In a “comprehensive” survey by the LexTran organization in 2005, key rider demographics are reported, many in the attractive pie charts (RLS Associates 2005). For instance,

  • 40 percent of the riders have a household income of less than $10, 000; 60 percent make less than $20,000.
  • Of the 8,590 households that don’t have a vehicle, 4, 859 ride the bus daily.

What is conspicuously missing is solid data on minority ridership. Where ethnicity is mentioned in the report, it is in relation to “potential market share”. African-Americans are identified as more than 30 percent of the “current and high potential market segments” (p. 20, 2006) while whites are noted as more likely to be in the high potential market at 76%. (p. 21).

There is a palpable, even if perhaps unintended, message from LexTran reports and the demographics: We’re already serving the black community that has little other transportation alternatives, so let’s focus on the white market.

More recently, the Lexington Metropolitan Planning Organization released its report summarizing transportation participation and planning in Fayette County (2007). The demographics in this report are more extensive, but upon closer reflection, less telling. Demographics for ridership are nonexistent. What is presented are 2000 census data:

  • Nearly 19% of Lexington’s population is designated as minority:
    • 36,338 Blacks, 9,073 Hispanics, 6,726 Asian Americans/Pacific Islanders, 587 American Indians/Alaskan Natives, and 3,350 Other Racial Minorities out of an overall population of 299,553.
  • Median family income for the Lexington area is $49,708 (putting the earlier report's economic figures of less than $10,000 or $20,000 in sharp perspective).

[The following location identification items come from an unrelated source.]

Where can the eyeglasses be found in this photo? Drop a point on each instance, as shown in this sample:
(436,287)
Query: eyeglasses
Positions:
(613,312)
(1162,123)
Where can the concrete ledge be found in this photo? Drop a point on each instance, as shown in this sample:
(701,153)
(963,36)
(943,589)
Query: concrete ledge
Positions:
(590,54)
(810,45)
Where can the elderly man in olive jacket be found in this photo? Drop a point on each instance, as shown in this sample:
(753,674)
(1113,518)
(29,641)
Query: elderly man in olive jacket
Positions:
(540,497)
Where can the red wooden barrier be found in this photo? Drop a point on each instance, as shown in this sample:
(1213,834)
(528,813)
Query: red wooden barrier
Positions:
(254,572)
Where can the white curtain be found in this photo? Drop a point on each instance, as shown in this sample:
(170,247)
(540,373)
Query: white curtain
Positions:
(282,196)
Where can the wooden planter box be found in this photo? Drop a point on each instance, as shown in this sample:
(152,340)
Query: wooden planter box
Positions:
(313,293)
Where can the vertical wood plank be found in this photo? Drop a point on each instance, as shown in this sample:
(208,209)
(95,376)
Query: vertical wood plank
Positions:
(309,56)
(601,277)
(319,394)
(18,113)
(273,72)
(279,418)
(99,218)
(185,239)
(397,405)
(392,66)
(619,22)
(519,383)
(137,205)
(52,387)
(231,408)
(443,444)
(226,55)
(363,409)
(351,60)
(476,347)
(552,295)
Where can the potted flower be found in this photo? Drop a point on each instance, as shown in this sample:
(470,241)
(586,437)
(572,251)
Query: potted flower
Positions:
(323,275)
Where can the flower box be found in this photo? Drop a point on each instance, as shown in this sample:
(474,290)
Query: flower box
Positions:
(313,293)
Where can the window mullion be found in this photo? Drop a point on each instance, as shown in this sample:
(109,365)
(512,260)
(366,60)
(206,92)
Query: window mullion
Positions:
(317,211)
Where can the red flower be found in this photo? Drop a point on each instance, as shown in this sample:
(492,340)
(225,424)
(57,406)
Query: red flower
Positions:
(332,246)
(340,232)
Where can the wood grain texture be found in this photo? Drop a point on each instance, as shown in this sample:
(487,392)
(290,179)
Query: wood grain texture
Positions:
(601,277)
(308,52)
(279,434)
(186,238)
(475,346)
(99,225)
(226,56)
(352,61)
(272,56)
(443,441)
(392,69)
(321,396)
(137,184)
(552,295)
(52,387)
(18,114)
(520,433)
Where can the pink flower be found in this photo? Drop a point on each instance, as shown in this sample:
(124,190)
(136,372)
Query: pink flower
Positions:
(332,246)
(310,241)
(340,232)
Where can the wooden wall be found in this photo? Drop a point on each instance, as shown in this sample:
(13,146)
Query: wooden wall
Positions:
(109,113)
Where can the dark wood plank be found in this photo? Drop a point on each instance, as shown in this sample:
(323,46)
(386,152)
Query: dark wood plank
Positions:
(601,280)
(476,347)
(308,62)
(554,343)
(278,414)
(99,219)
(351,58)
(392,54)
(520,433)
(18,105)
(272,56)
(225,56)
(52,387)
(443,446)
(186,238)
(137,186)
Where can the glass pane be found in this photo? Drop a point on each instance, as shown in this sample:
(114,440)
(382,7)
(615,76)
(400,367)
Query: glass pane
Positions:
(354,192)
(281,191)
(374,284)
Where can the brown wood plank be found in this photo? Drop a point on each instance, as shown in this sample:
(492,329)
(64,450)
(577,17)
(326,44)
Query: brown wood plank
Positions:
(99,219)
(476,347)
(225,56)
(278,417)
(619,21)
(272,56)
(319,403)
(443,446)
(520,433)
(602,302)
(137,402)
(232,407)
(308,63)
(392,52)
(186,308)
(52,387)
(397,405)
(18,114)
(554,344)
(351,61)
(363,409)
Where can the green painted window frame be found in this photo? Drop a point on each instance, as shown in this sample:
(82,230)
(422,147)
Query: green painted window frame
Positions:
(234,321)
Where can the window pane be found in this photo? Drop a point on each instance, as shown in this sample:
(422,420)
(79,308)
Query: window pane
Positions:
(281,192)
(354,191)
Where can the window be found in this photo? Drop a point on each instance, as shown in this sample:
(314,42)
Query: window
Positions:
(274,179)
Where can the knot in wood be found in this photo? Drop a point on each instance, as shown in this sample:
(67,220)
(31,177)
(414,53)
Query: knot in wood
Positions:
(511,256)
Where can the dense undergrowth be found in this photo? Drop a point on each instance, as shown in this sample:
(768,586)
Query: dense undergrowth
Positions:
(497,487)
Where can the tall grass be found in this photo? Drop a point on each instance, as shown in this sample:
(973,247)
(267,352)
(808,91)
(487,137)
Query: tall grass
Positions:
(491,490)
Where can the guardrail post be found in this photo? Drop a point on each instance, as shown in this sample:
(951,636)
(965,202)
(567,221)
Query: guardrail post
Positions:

It appears that LexTran does not even know the socio-economic make-up of their ridership. Or, maybe those figures are for internal consumption only. They can present current or potential markets figures, but what of the reality of black and white populations inside the Lexington community?

As I stressed in another section of this project, I never once saw evidence of explicit racism. But in hindsight, I didn’t experience any dialogue on the issue either: a strange outcome considering the obvious urban segregation in the city: black on the north and white on the south. Being turned away from the Northside bus was was not an act of malevolence; the driver was merely trying to help me get home (which was not on his route). However, it surely reinforced the invisible lines I had disregarded by always boarding the "right" bus previously.